When the U.S. and Japanese forces withdrew, they left behind sunken ships, rusting vehicles and planes, chemical wastes, and thousands of UXO.
They usually do not talk about the waste World War II’s warring parties left behind, including UXO, and the impacts they continue to have on Pacific islands’ environments and peoples.
In August U.S. Deputy Secretary of State Wendy Sherman traveled to Honiara to commemorate the 80th anniversary of the U.S. Marine landing on Guadalcanal. At the ceremony she said “we remember the pain and strife that scarred the Pacific. We honor the memories of those who died and were injured — both during the war itself, and in the years afterward, as a result of unexploded ordnance and other after-effects of the conflict. And we recommit ourselves to moving forward together as partners — and as true and lasting friends.”
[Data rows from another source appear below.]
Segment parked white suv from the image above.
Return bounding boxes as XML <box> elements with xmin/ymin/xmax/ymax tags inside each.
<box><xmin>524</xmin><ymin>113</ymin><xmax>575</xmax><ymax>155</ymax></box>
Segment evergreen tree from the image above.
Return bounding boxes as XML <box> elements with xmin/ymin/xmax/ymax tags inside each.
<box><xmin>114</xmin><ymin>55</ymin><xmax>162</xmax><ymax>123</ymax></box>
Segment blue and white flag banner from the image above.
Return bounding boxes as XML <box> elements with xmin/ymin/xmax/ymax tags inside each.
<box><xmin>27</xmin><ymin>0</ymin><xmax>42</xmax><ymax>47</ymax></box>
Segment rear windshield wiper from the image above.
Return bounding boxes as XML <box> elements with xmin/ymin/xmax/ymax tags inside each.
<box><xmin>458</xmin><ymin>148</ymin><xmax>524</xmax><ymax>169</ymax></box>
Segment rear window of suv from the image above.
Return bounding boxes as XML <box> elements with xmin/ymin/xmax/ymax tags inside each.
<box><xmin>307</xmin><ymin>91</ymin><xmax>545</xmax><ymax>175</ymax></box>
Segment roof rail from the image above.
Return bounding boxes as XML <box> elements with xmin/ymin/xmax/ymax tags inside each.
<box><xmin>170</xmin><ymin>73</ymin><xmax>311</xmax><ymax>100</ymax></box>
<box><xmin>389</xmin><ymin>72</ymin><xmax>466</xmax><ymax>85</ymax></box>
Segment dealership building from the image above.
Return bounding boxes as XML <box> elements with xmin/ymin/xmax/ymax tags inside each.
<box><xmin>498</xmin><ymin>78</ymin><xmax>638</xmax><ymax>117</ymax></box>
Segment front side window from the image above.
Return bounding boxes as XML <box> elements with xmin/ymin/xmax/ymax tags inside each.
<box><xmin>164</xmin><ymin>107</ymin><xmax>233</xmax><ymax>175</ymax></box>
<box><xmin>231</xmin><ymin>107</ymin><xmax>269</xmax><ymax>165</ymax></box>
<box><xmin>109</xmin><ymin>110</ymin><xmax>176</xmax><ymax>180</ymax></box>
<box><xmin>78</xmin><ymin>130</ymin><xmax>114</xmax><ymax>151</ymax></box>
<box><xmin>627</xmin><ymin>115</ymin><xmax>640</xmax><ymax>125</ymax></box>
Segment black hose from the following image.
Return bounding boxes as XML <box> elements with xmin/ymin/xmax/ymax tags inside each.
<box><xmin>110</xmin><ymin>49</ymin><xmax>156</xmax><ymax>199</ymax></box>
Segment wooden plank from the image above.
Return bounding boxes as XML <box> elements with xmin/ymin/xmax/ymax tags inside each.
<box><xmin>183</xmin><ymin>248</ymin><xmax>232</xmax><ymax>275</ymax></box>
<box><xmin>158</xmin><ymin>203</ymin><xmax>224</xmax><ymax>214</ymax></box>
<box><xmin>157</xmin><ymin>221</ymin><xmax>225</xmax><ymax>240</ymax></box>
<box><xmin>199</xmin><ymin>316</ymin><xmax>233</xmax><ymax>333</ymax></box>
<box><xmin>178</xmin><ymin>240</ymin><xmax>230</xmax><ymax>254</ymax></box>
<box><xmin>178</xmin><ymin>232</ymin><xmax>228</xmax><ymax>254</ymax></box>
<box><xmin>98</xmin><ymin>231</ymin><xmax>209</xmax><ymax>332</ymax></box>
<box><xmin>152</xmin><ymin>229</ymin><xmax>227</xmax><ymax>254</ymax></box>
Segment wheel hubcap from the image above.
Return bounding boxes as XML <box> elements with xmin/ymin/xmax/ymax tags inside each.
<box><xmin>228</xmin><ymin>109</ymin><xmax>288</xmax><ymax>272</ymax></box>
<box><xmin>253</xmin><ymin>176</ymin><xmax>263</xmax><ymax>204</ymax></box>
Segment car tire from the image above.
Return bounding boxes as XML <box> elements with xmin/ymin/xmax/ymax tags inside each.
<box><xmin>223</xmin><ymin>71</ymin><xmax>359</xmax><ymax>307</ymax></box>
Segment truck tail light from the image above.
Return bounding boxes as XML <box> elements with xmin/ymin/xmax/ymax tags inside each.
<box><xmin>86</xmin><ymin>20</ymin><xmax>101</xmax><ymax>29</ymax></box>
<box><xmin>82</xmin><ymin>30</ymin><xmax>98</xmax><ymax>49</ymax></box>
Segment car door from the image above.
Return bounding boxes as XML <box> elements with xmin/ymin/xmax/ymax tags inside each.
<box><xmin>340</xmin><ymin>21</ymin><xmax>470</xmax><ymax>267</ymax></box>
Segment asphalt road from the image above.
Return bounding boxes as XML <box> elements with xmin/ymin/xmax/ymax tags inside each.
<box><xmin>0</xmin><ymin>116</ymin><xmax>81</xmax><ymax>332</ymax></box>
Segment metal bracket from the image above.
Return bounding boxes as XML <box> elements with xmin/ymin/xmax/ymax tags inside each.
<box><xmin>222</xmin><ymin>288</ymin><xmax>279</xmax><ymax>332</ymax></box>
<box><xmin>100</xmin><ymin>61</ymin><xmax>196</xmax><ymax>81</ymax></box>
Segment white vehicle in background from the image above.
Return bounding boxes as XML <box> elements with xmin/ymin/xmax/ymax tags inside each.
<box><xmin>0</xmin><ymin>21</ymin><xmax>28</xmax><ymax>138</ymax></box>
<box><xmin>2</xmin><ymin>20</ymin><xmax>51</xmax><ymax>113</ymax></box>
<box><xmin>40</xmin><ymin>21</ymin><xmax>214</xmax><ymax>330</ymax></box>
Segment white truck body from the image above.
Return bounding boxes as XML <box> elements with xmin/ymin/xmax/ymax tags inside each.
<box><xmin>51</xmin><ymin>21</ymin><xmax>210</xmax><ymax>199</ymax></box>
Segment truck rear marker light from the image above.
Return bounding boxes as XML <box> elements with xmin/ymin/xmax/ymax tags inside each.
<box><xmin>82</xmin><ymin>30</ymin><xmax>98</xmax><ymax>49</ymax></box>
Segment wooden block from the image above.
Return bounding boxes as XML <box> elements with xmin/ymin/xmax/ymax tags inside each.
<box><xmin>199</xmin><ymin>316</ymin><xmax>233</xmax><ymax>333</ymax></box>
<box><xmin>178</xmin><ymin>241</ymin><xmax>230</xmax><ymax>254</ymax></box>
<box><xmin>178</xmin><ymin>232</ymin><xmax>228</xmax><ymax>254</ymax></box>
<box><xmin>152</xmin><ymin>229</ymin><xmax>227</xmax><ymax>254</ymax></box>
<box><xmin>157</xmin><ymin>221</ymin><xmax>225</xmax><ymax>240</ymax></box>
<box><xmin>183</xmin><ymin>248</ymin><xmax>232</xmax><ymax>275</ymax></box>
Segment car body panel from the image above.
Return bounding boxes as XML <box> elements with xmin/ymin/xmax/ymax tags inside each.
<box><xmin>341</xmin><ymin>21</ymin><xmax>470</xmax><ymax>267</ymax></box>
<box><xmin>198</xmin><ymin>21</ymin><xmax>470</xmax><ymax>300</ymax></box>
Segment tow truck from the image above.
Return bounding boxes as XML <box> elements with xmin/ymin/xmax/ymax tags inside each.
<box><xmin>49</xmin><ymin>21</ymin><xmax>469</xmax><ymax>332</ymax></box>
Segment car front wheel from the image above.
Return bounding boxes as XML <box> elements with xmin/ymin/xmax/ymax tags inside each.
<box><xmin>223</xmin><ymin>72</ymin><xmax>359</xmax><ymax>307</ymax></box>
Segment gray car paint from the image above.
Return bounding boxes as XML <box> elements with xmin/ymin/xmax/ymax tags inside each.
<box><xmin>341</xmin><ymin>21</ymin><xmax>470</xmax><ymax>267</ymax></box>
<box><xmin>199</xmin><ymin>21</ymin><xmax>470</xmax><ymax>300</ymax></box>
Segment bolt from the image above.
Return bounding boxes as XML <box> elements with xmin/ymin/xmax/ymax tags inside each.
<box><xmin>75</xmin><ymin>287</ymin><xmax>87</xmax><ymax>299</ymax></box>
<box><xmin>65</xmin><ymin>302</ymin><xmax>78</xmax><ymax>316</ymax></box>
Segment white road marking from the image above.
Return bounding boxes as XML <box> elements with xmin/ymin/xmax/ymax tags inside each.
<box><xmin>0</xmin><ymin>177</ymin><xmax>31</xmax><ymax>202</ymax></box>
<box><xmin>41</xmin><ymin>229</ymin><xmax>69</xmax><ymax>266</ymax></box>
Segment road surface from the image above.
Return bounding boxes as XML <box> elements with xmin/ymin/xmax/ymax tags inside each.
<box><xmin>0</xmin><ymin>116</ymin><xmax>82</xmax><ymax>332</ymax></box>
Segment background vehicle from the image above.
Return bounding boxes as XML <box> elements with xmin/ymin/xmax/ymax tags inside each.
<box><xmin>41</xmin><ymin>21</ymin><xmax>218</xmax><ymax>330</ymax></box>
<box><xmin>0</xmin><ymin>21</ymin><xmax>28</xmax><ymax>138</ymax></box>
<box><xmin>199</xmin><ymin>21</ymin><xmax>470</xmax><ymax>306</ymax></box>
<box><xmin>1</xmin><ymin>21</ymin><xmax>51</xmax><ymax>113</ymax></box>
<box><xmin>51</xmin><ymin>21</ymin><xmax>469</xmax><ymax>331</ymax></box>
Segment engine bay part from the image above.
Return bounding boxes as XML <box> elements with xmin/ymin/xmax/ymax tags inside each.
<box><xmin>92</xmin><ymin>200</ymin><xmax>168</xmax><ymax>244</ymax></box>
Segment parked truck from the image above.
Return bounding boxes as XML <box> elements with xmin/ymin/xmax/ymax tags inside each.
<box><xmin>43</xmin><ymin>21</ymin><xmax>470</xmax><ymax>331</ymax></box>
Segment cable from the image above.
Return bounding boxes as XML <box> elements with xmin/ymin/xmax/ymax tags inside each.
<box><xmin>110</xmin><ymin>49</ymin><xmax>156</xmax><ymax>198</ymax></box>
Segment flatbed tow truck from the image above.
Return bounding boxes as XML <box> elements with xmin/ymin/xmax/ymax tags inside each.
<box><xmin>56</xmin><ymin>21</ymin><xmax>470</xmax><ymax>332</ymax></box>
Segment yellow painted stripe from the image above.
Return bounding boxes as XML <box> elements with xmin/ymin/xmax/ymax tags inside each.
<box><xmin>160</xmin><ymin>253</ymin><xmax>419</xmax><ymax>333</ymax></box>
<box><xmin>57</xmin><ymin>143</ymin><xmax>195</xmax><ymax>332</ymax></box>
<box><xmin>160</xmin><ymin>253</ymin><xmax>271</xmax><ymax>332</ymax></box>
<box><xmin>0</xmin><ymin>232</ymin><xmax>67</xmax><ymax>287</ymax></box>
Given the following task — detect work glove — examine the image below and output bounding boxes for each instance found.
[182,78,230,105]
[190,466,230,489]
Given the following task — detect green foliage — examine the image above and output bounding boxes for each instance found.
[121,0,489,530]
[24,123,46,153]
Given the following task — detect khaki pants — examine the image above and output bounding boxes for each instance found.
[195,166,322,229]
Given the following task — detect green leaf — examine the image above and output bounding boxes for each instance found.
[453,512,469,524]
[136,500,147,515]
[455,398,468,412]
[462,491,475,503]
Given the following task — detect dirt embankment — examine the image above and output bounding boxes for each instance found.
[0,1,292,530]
It was good she acknowledges the tragedies with UXO. It would have been better to announce a stronger commitment from the U.S. and Japan to clearing UXO. As they strengthen their relationship, the U.S. and Japan must collaborate to clean up the mess they left after World War II, not only in the Solomon Islands, but also in other Pacific islands.
As I recount our childhood war games between Merika and Japan, I reflect on a much bigger war game brewing: the geopolitical competition between the U.S. and China. As these global powers compete for influence over Oceania, they must help Pacific island governments, like the Solomon Islands, clear UXO and other waste from WWII. To win the hearts and minds of Pacific Islanders, the U.S. and Japan must first address the wrongs of the past that continue to kill our people.
We want a Blue Pacific. Not an exploding Pacific.